Wednesday, September 5, 2007

How many times do you believe a liar?


I confess. I have been called "Old Testament"in my proclivity to see the world in terms of black and white. Good and evil. Right and wrong. It's probably true. I am exacting and I expect to be told the truth when I'm spoken to. When I'm lied to, I get pissed and I'm apt to boycott or go elsewhere with my business. Or my career.
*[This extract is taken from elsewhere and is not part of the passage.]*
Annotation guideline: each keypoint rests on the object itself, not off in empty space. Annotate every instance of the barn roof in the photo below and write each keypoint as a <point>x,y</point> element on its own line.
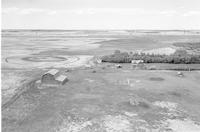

That's why I ignore the President when he says the surge is working. I'll ignore General Petraeus when he says the surge is working. And I ignore virtually any message from virtually every phone company, airline, candidate, big-box-retailer, etc. It's all a crock of crap. Yesterday, Ad Age reported that AT&T's claim of "fewest dropped calls" (a claim they backed by nearly $1 billion of ad spend) was "inflated." As were nearly all telco claims backed by $5 billion of spend. http://adage.com/article?article_id=120207

The advertising industry (that's us) is both the propagator and the victim of these falsehoods. Our work is ignored because we've lied too often. Because we produce messages that no one believes we're regarded by clients as a commodity and a cost center.

So the question I think for us is this: Is there a way to be honest, to become credible, to actually communicate useful consumer information in an executionally brilliant way? In short, how can advertising become influential again?

1 comment:

  1. Thomas Friedman (who is someone I trust) writes honestly from Baghdad "Good news: the surge is tamping down violence. Bad news: the relative calm stems largley from a Sunni-Sunni war that has pushed mainstream Iraqi Sunnis into our camp to fight the jihadist Sunnis--rather than from any real Sunni-Shiite reapprochment."

    Fortunately TF doe not discuss advertising much.